Currency exchange business Travelex has insisted it is making “good progress” on recovering after a ransomware virus on New Year’s Eve led to its systems being shut down.
Bosses said some internal and order processing systems were returning and the company is starting to switch on in-store systems again.
Tony D’Souza, chief executive of Travelex said: “We continue to make good progress with our recovery and have already completed a considerable amount in the background.
“We are now at the point where we are able to start restoring functionality in our partner and customer services, and will be giving our partners additional detail on what that will look like during the course of this week.”
The Royal Bank of Scotland
He added: “We are confident, based on our efforts to date, that we will be able to restore our services and ensure the integrity and robustness of the network.”
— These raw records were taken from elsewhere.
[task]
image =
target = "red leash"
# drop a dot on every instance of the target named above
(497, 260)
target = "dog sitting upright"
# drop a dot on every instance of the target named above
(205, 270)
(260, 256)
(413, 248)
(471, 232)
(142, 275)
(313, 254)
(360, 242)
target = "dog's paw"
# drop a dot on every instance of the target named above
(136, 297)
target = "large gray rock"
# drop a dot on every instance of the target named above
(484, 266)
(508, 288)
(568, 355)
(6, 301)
Mr D’Souza’s business provides currency exchange services to several high street banks, with HSBC, Lloyds, Barclays and RBS all suspending their online exchanges, which rely on Travelex.
Privately, some suppliers have been critical of the way Mr D’Souza and his team have handled the fallout, with complaints at the lack of details.
But Travelex insisted it will “continue to communicate” with partners about the resumption of services and “provide a road map setting out the next steps in its recovery.”
Travelex said it will start restoring customer-facing systems, beginning with those which enable the company to process orders electronically within its own stores and banking partners.
It added: “This follows the restoration of many of the internal capabilities necessary to support partner and customer services, which has been in progress since the beginning of last week.”
Travelex was forced to take all its global websites offline and is reportedly being held to ransom by the infamous ransomware gang called Sodinokibi, also known as REvil.
It is understood the criminals are demanding cash – speculated to be some six million US dollars (£4.6 million) – and is reportedly threatening to release 5GB of customers’ personal data – including social security numbers, dates of birth and payment card information – into the public domain unless Travelex pays up.
Travelex insists that no customer data has been breached and is in communication with the National Cyber Security Centre (NCSC) and the Metropolitan Police.
The company decided against formally informing the Information Commissioner when the virus was first detected, and continues to insist no data has been breached, however, it has been in informal communications.
All companies that sees customer information breached must inform the Information Commissioner within 72 hours or risk a fine up to 4% of global revenues.